Ditegaskan, oleh masyarakat hukum adat Kariu, memiliki hak atas negeri dan petuanannya, maka agenda pemulangan masyarakat hukum adat negeri Kariu ke negeri asalnya adalah wajib hukumnya dan tidak harus ditentukan oleh kelompok masyarakat maupun dan dengan syarat apapun.
“Dengan ini kami pemerintah negeri Kariu, meminta pemerintah Kabupaten Malteng, Pemerintah Provinsi Maluku, dan Pemerintah Pusat serta institusi Polri dan TNI untuk segera menetapkan agenda dan langkah-langkah strategi masyarakat hukum adat negeri Kariu ke negeri asalnya,”harapnya.
DESAKTANGKAP AKTOR INTELEKTUAL
Sementara itu, Ketua Tim Penanganan Tragedi Kariu, Pieter Pattiwaelapia menegaskan, selama ini aktor intelektual pelaku penyeragan negeri Kariu, belum diungkap oleh pihak Kepolisian.”Kami minta tindak cepat. Tetapi rekan pers sendiri tahu apa yang menjadi alasan Kepolisian bahwa sulit dapatkan saksi dan alat bukti. Apakah itu kekuatan manajemen fungsi intelijen pihak berwajib,”tanya dia.
Padahal, ingat dia, Kariu, jelas-jelas menjadi korban penyerangan dan pembakaran rumah oleh warga Pelauw. “Dari 26 Januari 2022 sampai saat ini belum ada penegakan hukum. Belum ada langkah hukum. Kami korban. Kami butuh keadilan sebagai warga negara termasuk wilayah hukum adat negeri Kariu,”terangnya.
Namun, tuding dia, negara sepertinya tunduk pada kekuatan kelompok tertentu. “Ini bukan konflik. Tanpa hujan tanpa angin tiba-tiba kami diserang dengan seluruh perlengkapan bersenjata. Ini tindak pidana murni. Polri harus menangani. Kami dikagetkan diserang disisi Barat dan Timur. Kami ditembak masyarakat kemudian mengungsi,”tuturnya.
RUMAH WARGA KARIU DIJARAH
Meski aparat Kepolisian menjaga rumah warga Kariu, yang mengungsi, masih terjadi penjarahan. “Perabot rumah warga sudah kosong. Aparat membiarkan rumah kami dijarah. Mereka leluasa menjarah barang-barang warga Kariu,”kesal Pattiwaelapia.

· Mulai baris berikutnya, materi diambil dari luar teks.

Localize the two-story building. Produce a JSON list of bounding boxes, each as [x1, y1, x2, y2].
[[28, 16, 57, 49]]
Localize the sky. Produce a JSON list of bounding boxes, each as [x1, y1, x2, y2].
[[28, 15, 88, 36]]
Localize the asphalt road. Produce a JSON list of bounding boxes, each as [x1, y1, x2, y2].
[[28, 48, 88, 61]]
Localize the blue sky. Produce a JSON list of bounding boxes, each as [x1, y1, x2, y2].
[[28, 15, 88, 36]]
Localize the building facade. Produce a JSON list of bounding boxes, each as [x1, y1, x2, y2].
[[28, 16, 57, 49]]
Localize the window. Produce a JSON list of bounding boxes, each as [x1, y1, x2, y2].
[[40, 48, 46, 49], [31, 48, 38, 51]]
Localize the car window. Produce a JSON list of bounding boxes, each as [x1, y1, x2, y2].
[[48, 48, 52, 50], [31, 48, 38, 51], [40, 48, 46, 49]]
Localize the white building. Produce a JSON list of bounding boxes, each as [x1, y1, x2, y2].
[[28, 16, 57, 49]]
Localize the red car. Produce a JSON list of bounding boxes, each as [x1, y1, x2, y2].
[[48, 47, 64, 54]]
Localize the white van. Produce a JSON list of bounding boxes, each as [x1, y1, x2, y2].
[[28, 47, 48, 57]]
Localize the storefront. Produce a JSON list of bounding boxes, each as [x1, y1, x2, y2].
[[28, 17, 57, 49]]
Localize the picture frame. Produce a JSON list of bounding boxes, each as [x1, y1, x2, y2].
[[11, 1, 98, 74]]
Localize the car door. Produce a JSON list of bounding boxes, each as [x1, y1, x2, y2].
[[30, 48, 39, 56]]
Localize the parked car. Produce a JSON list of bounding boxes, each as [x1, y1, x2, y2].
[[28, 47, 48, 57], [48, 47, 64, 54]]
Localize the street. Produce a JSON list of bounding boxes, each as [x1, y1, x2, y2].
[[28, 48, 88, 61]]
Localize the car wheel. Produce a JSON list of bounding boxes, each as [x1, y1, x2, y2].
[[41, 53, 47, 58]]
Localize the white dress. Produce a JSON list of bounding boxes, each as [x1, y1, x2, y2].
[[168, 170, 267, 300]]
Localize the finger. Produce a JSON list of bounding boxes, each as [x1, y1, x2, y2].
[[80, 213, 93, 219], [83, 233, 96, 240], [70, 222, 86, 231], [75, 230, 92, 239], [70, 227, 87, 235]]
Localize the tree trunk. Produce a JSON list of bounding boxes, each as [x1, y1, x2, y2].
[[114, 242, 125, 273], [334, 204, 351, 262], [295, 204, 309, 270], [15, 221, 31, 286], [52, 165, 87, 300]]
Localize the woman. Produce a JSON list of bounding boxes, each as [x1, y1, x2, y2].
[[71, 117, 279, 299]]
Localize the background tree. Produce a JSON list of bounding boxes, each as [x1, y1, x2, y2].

Penjabat Pemerintah Negeri Kariu, Semuel Pattiradjawane menambahkan, aparat Kepolisian yang bertugas di Kariuw, sudah ditarik.”Saya dapat informasi aparat Kepolisian tinggal 18 personil
Memang aturannya kalau sudah kondusif bisa ditarik, tapi barang-barang masyarakat Kariu sudah dijarah. Harta benda kami mesti dijaga. Tapi kenapa dibiarkan begitu saja untuk dijarah. Masak mereka leluasa jarah barang kami. Kami warga Kariu saja tidak bisa masuk di negeri kami, “pungkasnya.(DM-02)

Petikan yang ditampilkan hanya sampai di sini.